The Last Ship

Review by Tulis McCall
1 November 2014

After seeing The Last Ship, my friend and I retired to the nearest watering hole and laughed so hard we cried. Pretty certain our reaction was not the desired one on the part of this production team. Let it be known, however, that we were not laughing at the glorious music that Sting has created for this production, nor some of the very fine performances. We were laughing at the set that fails to ever clearly show us the Last Ship, the choreography with which these performers are saddled (indeed it would have been better suited to a team of Clydesdales), but most of all we were laughing at the cockamamie story that it took two people - John Logan and Brian Yorkey - to create.

Stop me if I go too fast.

A long time ago a boy and girl fall in love in a shipping town, Wallsend. No specific date is given.

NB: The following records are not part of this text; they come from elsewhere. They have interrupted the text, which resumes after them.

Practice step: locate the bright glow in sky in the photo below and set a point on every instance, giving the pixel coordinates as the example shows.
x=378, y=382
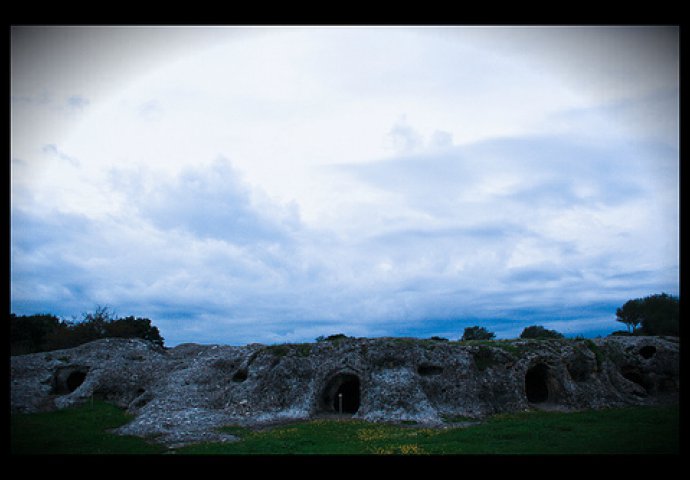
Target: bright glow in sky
x=274, y=184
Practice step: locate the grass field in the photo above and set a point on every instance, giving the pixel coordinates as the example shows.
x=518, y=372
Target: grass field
x=616, y=431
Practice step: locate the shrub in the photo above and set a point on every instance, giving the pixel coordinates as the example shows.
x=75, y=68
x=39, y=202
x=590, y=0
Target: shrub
x=477, y=333
x=539, y=332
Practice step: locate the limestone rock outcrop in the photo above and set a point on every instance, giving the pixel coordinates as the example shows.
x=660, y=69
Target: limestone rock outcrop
x=184, y=394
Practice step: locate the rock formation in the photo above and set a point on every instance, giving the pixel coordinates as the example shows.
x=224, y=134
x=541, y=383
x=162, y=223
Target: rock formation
x=184, y=394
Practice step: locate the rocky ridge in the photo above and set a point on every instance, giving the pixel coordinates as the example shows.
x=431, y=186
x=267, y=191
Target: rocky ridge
x=183, y=394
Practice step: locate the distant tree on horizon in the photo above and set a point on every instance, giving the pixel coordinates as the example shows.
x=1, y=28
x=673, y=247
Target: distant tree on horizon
x=539, y=332
x=477, y=333
x=654, y=315
x=45, y=332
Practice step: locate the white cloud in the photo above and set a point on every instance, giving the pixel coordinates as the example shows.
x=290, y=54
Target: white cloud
x=301, y=182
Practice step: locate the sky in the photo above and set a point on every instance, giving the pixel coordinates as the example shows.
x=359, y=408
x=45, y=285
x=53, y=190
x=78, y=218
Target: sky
x=274, y=184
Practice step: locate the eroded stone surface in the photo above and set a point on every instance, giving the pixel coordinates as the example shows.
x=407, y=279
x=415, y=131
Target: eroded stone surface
x=184, y=394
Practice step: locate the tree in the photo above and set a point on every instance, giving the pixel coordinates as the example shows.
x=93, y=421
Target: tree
x=40, y=333
x=539, y=332
x=657, y=314
x=477, y=333
x=630, y=314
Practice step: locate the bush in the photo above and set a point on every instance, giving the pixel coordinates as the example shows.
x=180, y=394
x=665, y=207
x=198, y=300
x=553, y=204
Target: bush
x=41, y=333
x=657, y=314
x=477, y=333
x=539, y=332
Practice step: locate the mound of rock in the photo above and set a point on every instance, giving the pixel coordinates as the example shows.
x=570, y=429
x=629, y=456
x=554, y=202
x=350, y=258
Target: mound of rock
x=183, y=394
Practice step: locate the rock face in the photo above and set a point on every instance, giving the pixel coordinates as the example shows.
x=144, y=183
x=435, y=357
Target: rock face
x=183, y=394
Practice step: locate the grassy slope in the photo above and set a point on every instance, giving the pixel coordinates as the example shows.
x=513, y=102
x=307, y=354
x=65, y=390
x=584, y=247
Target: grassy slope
x=83, y=430
x=627, y=431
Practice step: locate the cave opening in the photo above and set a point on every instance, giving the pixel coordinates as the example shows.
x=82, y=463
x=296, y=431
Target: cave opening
x=647, y=351
x=74, y=380
x=342, y=391
x=536, y=384
x=68, y=379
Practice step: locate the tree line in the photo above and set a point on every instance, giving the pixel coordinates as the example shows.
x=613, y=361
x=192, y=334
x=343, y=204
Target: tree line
x=45, y=332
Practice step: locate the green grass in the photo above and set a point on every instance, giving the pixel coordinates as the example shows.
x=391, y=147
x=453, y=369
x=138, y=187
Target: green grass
x=81, y=430
x=614, y=431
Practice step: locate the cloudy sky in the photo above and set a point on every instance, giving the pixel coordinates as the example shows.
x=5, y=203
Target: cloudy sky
x=274, y=184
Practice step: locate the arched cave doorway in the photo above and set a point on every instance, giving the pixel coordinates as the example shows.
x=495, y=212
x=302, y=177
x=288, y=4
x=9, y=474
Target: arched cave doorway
x=537, y=383
x=68, y=379
x=345, y=388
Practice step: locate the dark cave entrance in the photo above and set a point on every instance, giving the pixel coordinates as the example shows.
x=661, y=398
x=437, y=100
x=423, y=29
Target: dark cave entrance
x=342, y=391
x=537, y=384
x=68, y=379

Boy-o Gideon Fletcher (Kelly Sordelet) has a falling out with his father (Jamie Jackson) who is disabled because of an accident in the shipyards. Pop wants Gideon to start in at the shipyard or else there will be no money coming in. Gideon rebels, and instead of going to the place where they make the ships he gets on one, promising to return for his true love Meg (Dawn Cantwell). No mention of how the father will survive...

Fast forward 15 years (pay attention to that number). Gideon the elder (Michael Esper) returns for his father's funeral, a few days too late. He is late because he had to hop two or three freighters to get back home.

Guess there were no flights from any of the ports he visited.

Anyhoo, now that Gideon is back, he can be guided by the local priest Father O'Brien (the excellent Fred Applegate) to make amends with his father as well as the rest of the community. Yeah, right. Being on dry land gives Gideon one purpose only - find Meg.

Meg the elder works at the local pub where her - wait for it - 15 year old son, Tom (Kelly-Sordele) helps out. The shipyard has been closed for a long time, so all the men gather at the pub to drown their sorrows. I guess being on the dole gives people a thirst as well as the means to satisfy it. Meg's beau Arthur (Aaron Lazar) is working for the folks who own the shipyard property, and that makes him a skank to everyone but Meg and Tom. He offers the men jobs as salvage workers, which to them means garbage pickers. No deal.

Into this ruckus waltzes Gideon. Meg's applecart is upset big time. Gideon's first words to her are (no kidding) Meg... We've got things to say... I told you I'd be back for you. Meg tosses him out on his ear, along with all the other men-folk.

And this, my dear chums is where the ship springs a major leak and heads directly for the reef.

For the entire rest of the show Gideon pursues Meg. He is earnest, but other than that displays no redeeming features. He is frustrated but not sorry with a capital "S". He never escapes being self-referential. When he learns Tom is his son (and he learns this from Tom himself within a nanno second of their meeting...) he tells Meg, If I had known I would have come back. Translation: "Keeping my word to you meant bupkus, but I would have walked on hot coals for a son." Good thing the writers didn't make Meg a gun owner. Gideon is no more than a one-dimensional character in spite of Mr. Esper's excellent work. Kind of a problem when the lead is poorly written. And not for nothin' but was he directed to sing just like Sting? It is eerie - makes you feel like you are at a concert.

Onward. About two-thirds into the first act our adorable priest gets an idea that comes from n-o-w-h-e-r-e. Let's pull the men together and build a last ship. It will be good for morale. Where the ship will go when it is launched is a little vague. Of course this idea catches on like wildfire - because the whole town is unemployed and has nothing else to do - especially when Gideon, who has heretofore been pretty much unwelcomed home, leaps into the fray to lead the men.

There follows much to-ing and fro-ing. The men take over this shipyard. Gideon and Tom bond. Arthur tells Meg she must choose between the two men. She makes the right choice. The priest kicks the bucket and - get this - his body is kept on ice at the pub until the ship is ready to set sail and give him a burial at sea.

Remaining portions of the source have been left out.